Urban Pollution & HVAC
Versatile LPP Combustion Power Systems
Lower operating costs for building boilers using liquid fuels. Install low-emissions, liquid-fueled combined heat and power (CHP) systems, providing heat, hot-water and air conditioning (AC) for buildings. Emissions are on par with natural gas.
LPP Combustion equipment enables low-emissions use of heating oil in existing boilers used for building heating systems, ensuring compliance with air-quality regulations and significantly reducing the amount of soot (particulate matter) released into the air.
In-place boiler systems can be up-graded to low-emissions, multi-fuel capability via installation of the modular LPP Combustion front-end Fuel Preparation Unit.

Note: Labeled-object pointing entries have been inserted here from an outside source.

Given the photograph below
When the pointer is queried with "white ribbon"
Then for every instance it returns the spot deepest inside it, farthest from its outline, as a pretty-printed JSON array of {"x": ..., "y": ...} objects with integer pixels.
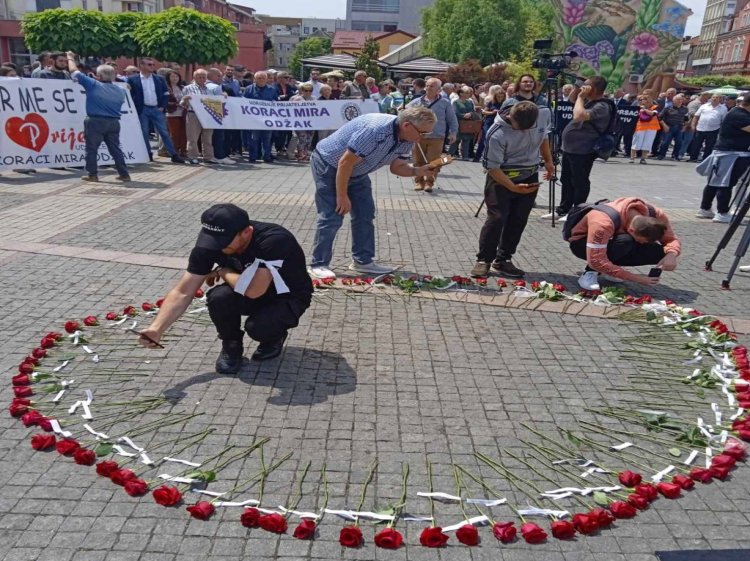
[
  {"x": 247, "y": 276},
  {"x": 476, "y": 521}
]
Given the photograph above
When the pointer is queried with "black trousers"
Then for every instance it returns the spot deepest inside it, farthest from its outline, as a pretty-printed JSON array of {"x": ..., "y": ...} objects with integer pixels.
[
  {"x": 709, "y": 137},
  {"x": 624, "y": 251},
  {"x": 268, "y": 319},
  {"x": 723, "y": 195},
  {"x": 507, "y": 215},
  {"x": 574, "y": 179}
]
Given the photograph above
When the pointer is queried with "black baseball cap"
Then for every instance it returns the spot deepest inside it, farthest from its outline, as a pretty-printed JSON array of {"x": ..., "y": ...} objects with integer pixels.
[{"x": 220, "y": 224}]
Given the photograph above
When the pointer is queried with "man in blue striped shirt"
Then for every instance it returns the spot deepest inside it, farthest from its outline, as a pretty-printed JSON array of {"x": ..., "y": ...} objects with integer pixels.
[{"x": 341, "y": 165}]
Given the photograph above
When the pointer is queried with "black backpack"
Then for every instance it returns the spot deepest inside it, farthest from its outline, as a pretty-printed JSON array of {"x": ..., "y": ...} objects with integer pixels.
[{"x": 577, "y": 213}]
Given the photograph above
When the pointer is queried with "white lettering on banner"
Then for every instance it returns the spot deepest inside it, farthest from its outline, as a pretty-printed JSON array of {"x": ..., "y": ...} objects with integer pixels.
[
  {"x": 218, "y": 112},
  {"x": 43, "y": 125}
]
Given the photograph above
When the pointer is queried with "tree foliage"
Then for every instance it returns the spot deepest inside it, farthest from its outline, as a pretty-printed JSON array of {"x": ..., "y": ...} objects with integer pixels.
[
  {"x": 486, "y": 30},
  {"x": 124, "y": 24},
  {"x": 85, "y": 32},
  {"x": 311, "y": 47},
  {"x": 187, "y": 36}
]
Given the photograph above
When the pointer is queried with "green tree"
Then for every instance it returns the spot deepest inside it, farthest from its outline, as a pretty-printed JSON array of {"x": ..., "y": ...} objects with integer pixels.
[
  {"x": 367, "y": 59},
  {"x": 313, "y": 46},
  {"x": 486, "y": 30},
  {"x": 125, "y": 24},
  {"x": 85, "y": 32},
  {"x": 187, "y": 36}
]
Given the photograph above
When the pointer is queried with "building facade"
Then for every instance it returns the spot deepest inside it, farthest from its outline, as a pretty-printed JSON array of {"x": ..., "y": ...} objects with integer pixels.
[
  {"x": 733, "y": 46},
  {"x": 385, "y": 15}
]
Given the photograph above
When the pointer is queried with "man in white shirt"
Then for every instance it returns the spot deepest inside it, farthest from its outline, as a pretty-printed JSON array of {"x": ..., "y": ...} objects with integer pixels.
[{"x": 706, "y": 123}]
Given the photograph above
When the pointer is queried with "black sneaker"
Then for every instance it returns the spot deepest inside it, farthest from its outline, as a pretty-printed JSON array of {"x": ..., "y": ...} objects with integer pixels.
[
  {"x": 230, "y": 357},
  {"x": 270, "y": 349},
  {"x": 507, "y": 268}
]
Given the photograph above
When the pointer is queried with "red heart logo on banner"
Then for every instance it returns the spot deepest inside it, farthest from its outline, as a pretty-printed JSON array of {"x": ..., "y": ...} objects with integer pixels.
[{"x": 31, "y": 132}]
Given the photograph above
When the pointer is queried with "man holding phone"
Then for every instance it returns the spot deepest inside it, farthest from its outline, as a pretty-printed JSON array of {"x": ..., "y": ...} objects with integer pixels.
[
  {"x": 511, "y": 158},
  {"x": 626, "y": 232}
]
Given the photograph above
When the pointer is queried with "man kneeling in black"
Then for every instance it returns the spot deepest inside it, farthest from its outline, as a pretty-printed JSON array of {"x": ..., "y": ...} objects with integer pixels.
[{"x": 264, "y": 277}]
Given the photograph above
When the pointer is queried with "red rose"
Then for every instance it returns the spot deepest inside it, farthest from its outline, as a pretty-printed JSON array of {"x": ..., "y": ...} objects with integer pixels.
[
  {"x": 67, "y": 446},
  {"x": 25, "y": 368},
  {"x": 388, "y": 539},
  {"x": 106, "y": 468},
  {"x": 533, "y": 533},
  {"x": 47, "y": 343},
  {"x": 720, "y": 472},
  {"x": 620, "y": 509},
  {"x": 647, "y": 490},
  {"x": 136, "y": 487},
  {"x": 563, "y": 530},
  {"x": 433, "y": 537},
  {"x": 122, "y": 476},
  {"x": 468, "y": 535},
  {"x": 167, "y": 496},
  {"x": 23, "y": 391},
  {"x": 683, "y": 481},
  {"x": 84, "y": 457},
  {"x": 629, "y": 478},
  {"x": 721, "y": 460},
  {"x": 701, "y": 474},
  {"x": 641, "y": 503},
  {"x": 273, "y": 523},
  {"x": 350, "y": 536},
  {"x": 43, "y": 441},
  {"x": 505, "y": 532},
  {"x": 306, "y": 530},
  {"x": 669, "y": 490},
  {"x": 585, "y": 524},
  {"x": 603, "y": 517},
  {"x": 250, "y": 517},
  {"x": 202, "y": 510}
]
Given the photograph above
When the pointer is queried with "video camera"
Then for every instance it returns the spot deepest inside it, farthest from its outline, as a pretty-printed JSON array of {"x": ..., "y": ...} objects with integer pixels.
[{"x": 549, "y": 61}]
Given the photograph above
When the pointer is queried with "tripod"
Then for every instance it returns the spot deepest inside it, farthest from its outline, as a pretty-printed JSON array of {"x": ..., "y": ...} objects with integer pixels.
[{"x": 742, "y": 200}]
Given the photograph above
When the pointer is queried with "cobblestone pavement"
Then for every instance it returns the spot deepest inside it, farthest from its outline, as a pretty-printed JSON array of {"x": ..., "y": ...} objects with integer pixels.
[{"x": 363, "y": 377}]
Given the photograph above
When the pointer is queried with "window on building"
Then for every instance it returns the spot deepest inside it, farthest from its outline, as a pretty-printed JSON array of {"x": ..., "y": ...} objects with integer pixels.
[{"x": 383, "y": 6}]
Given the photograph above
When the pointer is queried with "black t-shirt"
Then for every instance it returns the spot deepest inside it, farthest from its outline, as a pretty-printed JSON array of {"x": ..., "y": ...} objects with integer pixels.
[
  {"x": 731, "y": 135},
  {"x": 270, "y": 242}
]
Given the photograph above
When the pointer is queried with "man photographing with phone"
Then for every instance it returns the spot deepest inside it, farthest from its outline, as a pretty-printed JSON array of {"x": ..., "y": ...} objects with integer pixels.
[{"x": 511, "y": 158}]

Liquid fuel vaporization capability also removes an obstacle to wider adoption of the more highly-efficient gas-turbine combined heat and power systems (CHP) for urban building HVAC by utilizing the existing heating oil fuel distribution infrastructure to create a substitute for natural gas on-demand. The substitute gas is created at the site where it is consumed - at the building.
In urban areas, heating oil fuel distribution piping and on-site storage are not easily replaced. (For example, it would be difficult to dig up the entirety of Madison Avenue in Manhattan in order to lay a new natural gas piping distribution system to fuel gas-turbines for low-emissions power and building heat.)
Turbine-based building heat and power systems, fueled by heating oil vaporized on-site via LPP Combustion equipment, obviate any need for funding new natural gas distribution infrastructure.
Gas-turbines configured for combined heat and power and boilers gain multi-fuel capability with LPP Combustion equipment, providing some options for fuel procurement. For example, some on-site fuel storage would enable use of biofuels in urban heating and power applications and would also provide emergency back-up fuel supply. Owners of urban gas-turbine CHP systems can forego a costly 'dual-fuel upgrade' which would otherwise be needed to use diesel fuel (yielding high-emissions and spewing soot) in addition to natural gas.